I want to create a tool that web scrapes for data and does calculations with them.
Basically an automated excel sheet.
I know a little Java, but it's hard to find any in depth books on web scraping in java.
What should I learn/prepare for?
To be more precise:
>be finance student
>learning about stocks and various models to evaluate companies
>have to manually search the web for data and enter in excel for the formulas
>what to create a tool where I just enter the stock symbol and it automatically does it
Python. Use beautifulsoup4 for scraping (or scrapy but I've never used that), and there's also a library for manipulating excel spreadsheets.
>>58778515
ive used python and openpyxl
>>58778315
I only know how to do it in Python.
If pages you need are static I'd use BeautifulSoup4 as >>58778515 said.
If pages have AJAX contents you need Selenium.
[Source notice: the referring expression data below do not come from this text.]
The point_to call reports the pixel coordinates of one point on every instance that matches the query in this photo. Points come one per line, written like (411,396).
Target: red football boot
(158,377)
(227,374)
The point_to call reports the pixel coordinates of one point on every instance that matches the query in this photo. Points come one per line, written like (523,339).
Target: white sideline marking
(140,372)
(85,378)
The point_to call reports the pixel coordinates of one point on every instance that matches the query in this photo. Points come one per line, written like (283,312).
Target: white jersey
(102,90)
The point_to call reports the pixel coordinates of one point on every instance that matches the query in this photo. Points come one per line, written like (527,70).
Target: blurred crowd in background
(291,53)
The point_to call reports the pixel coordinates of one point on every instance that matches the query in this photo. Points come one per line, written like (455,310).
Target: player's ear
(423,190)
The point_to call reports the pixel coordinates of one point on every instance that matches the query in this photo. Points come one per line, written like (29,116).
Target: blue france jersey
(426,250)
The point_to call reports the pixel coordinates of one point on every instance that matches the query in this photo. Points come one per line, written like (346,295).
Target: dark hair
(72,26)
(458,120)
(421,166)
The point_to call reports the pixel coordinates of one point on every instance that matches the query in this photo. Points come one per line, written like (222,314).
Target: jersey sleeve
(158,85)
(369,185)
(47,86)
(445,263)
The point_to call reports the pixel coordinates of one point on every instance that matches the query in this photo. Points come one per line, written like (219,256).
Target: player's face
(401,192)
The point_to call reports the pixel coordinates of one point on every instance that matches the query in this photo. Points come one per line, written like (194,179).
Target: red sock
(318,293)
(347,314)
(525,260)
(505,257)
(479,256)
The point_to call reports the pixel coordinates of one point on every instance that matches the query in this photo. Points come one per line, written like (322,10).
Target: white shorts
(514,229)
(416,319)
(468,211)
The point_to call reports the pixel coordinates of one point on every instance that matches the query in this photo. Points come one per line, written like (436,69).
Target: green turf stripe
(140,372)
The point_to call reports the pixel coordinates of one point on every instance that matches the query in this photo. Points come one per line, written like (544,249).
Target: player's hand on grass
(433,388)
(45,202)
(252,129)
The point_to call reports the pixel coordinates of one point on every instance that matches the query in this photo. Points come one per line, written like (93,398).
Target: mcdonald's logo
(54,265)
BTW I'm 100% sure Selenium has a java version. If the pages you need to scrape are in the order of hundereds / few thousands I would go that way because is a more general solution.
>>58778315
curl, i'm sure java bindings are available too
>>58780310
Fucking idiot, that's literally the worst way to do scraping. How are you going to parse the dom once you have it eh? Think before you type you stupid cunt.
>>58780291
Thanks. I will look into Selenium.